A entrada de sementes de qualidade no mercado devem reduzir os preços do produto ao consumidor, segundo previsão do Bendhack, mas apenas dentro de 4 a 5 anos. Ele ressalta que alimentar-se de ostra contribui para a saúde. Os benefícios são omêga3, ácidos graxos, ferro e vitamina B12.
Bendhack calcula que para iniciar um criatório o capital inicial fique em torno de R$ 70 mil - para uma estrutura básica composta de bóias, barco, compra de sementes, lanternas para a engorda e cabos de sustentação. ''O retorno chega em dois anos e dependendo do grau de investimento, a receita fica entre R$ 800 e R$ 1.500, para mais''. Após 12 meses, a ostra já tem o tamanho suficiente para a venda.

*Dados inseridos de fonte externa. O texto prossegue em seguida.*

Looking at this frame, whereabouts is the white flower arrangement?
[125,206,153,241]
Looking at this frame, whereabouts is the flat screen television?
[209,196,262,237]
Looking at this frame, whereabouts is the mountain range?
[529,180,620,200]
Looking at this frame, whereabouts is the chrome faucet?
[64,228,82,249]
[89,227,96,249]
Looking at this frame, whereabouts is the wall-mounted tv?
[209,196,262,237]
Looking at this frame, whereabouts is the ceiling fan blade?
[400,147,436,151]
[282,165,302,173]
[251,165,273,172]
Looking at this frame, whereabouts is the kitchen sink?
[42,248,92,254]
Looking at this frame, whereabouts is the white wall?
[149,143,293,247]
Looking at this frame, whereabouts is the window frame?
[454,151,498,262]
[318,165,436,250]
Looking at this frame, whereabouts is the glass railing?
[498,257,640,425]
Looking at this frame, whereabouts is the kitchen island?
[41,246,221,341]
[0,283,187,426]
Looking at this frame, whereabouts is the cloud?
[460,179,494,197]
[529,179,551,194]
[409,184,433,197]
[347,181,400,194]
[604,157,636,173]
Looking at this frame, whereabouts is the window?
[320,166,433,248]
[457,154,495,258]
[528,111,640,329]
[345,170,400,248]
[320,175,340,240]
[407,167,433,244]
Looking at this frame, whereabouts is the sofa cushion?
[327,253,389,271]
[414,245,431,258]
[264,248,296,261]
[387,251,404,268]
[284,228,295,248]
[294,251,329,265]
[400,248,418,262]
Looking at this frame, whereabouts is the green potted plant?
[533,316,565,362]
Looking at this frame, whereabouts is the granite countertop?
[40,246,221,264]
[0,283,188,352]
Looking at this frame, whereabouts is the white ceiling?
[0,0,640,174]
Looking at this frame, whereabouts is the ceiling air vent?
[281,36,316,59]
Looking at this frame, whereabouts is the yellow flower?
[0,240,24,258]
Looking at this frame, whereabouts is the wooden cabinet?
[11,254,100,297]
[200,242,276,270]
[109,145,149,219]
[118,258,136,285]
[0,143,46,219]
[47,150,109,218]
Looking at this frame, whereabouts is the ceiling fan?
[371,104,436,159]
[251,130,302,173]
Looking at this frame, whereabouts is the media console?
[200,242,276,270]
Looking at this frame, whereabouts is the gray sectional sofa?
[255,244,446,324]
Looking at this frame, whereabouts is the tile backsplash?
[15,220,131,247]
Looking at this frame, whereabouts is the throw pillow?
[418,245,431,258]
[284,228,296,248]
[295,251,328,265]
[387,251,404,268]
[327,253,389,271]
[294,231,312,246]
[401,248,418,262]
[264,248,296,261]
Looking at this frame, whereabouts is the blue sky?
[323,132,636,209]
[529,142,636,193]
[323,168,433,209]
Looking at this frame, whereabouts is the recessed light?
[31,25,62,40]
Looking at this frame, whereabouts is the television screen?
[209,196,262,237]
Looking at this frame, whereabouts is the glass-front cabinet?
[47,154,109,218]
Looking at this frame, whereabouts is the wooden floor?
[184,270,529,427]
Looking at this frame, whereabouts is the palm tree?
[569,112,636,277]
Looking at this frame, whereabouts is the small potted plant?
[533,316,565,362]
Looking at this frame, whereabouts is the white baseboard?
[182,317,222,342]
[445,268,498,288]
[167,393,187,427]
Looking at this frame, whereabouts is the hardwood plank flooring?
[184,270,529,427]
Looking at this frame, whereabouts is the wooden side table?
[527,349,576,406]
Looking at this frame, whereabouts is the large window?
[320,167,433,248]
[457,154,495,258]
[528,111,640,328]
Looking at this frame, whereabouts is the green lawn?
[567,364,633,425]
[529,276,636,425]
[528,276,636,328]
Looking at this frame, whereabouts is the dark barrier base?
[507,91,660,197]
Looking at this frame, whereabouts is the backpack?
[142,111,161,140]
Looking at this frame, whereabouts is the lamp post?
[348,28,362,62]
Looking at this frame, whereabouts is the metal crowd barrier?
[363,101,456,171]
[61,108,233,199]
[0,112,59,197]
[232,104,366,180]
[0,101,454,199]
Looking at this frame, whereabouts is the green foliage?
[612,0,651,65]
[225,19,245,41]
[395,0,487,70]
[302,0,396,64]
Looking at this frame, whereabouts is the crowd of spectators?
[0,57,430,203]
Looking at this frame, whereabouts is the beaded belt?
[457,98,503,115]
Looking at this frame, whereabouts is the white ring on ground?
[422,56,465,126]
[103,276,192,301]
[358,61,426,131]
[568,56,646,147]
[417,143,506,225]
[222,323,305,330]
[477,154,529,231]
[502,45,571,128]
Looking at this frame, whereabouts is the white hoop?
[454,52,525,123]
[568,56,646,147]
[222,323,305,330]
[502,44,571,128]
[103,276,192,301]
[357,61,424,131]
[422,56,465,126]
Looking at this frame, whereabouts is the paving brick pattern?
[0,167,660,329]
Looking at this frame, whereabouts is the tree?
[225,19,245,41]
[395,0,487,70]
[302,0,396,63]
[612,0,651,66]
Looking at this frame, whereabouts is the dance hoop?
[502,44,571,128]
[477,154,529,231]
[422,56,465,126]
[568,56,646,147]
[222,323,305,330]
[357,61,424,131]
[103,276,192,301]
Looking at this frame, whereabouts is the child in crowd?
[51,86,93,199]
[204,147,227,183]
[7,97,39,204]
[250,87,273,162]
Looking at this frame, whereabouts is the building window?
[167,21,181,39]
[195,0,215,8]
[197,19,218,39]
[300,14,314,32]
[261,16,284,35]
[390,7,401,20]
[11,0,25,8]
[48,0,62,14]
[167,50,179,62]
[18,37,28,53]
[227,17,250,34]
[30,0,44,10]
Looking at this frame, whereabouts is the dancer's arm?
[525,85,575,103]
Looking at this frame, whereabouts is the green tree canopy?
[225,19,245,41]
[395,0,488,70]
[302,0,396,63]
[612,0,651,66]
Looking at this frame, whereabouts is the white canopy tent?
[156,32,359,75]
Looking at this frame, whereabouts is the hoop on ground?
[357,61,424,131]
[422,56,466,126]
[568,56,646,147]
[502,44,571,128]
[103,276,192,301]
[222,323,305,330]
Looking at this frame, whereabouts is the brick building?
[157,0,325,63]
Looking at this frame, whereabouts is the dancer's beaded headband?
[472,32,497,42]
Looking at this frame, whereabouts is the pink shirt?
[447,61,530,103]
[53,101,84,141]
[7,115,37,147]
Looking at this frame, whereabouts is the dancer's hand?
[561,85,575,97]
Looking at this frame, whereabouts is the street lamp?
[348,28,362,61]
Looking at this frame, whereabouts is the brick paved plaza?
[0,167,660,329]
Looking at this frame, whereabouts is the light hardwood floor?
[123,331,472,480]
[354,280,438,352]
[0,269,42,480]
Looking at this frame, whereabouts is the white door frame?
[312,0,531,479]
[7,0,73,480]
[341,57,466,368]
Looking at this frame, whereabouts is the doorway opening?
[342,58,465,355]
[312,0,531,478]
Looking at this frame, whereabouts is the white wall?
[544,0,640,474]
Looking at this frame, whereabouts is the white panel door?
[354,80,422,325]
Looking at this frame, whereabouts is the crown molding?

O ostreicultor Amilton de Moura Kirchner, do cultivo Ostra Viva, está há 11 anos na Estrada da Cabaraquara (em Matinhos, à esquerda do ferry-boat) vivendo exclusivamente do negócio. Há dois passou a receber as sementes do CPPOM e já planeja aumentar a oferta de ostras a clientes do Paraná, São Paulo e Rio de Janeiro. A pretensão é - aos poucos - chegar a 25 mil dúzias por ano, hoje a produção está em 5 mil dúzias.
''Não ter que ir ao manguezal para obter sementes, preserva o ecossistema e permite o planejamento de produção para nós. Assim a cadeia fica mais organizada. Com as sementes, eu já consigo vender os carregamentos com garantia de qualidade e regularidade. Investi muito durante uma década em infraestrutura e tecnologia e agora tenho lucro'', afirma Kirchner.
Na Estrada de Cabaraquara, a prática comum entre os produtores é oferecer a ostra fresquinha em quiosques a poucos metros do cultivo. Um dos locais bastante visitados por degustadores da iguaria, é o Sítio Sambaqui. Os mais curiosos podem conhecer as long lines - sistema de cultivo formado por bóias alinhadas dentro da água, onde estão presas as lanternas que acondicionam as ostras em engorda - enquanto aguardam para saborear as delícias da casa.
O proprietário é Nereu Oliveira, um advogado-produtor que há sete anos investe na ostreicultura. O braço-direito do empresário é o gerente do local, o pescador Elvisley José Rocha Ferreira, mais conhecido como Belém.
A reportagem conheceu as long lines do Sambaqui com a ajuda de Belém - que não esconde a satisfação com a presença da universidade no setor. ''Agora está mais profissional e as perspectivas de crescimento nos negócios são grandes'', comenta. Hoje são produzidas entre 5 e 8 mil dúzias ao ano, mas o Sambaqui pode chegar a 50 mil dúzias/ano agora que conta com o fornecimento de sementes. Além do quiosque, a produção abastece restaurantes de Curitiba e do interior.
Oliveira é presidente da Associação Guaratubana de Maricultores (Aguamar), com 17 cadastrados. Ele destaca a ostreicultura como um caminho para colaborar no desenvolvimento econômico local. ''É a chance de pescadores sairem do extrativismo e partirem para o cultivo e terem uma segurança para o sustento próprio'', analisa. (C.P.)